According to the UN Children’s Agency, more than 616 million pupils are still affected by full or partial school closures.
In many countries, in addition to depriving millions of children of the opportunity to learn basic skills, these disruptions have harmed pupils’ mental health, increased their risk of abuse, and prevented them from accessing ‘a regular source of nutrition,’ according to UNICEF.
‘We are looking at a practically insurmountable scale of damage to children’s schooling,’ UNICEF Chief of Education Robert Jenkins stated in a statement roughly two years into the outbreak.
He went on to say that ‘simply reopening schools’ isn’t enough, and that ‘intense support to restore lost education’ is needed.
According to UNICEF, ‘learning losses due to school closures have left up to 70% of 10-year-olds unable to read or understand a simple sentence, up from 53% pre-pandemic’ in low- and middle-income nations.
According to the UN agency, children in Ethiopia learnt only ‘between 30 and 40% of the math they would have learned if it had been a typical school year’in elementary school.
Rich countries are not immune to the effects of globalisation.

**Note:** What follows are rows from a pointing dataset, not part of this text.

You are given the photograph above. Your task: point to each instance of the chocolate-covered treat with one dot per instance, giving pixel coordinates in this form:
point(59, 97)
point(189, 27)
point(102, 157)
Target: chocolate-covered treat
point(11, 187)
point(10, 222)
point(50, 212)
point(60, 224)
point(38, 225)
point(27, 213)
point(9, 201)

According to UNICEF, learning losses have been reported in various states in the United States, including Texas, California, and Maryland.
School dropouts are also an issue: between 400,000 and 500,000 South African kids ‘reportedly dropped out of school entirely between March 2020 and July 2021.’
Finally, in addition to rising levels of anxiety and depression among children and young people linked to the pandemic, school closures resulted in the loss of school meals for more than 370 million children worldwide, ‘losing what is for some children the only reliable source of food and daily nutrition.’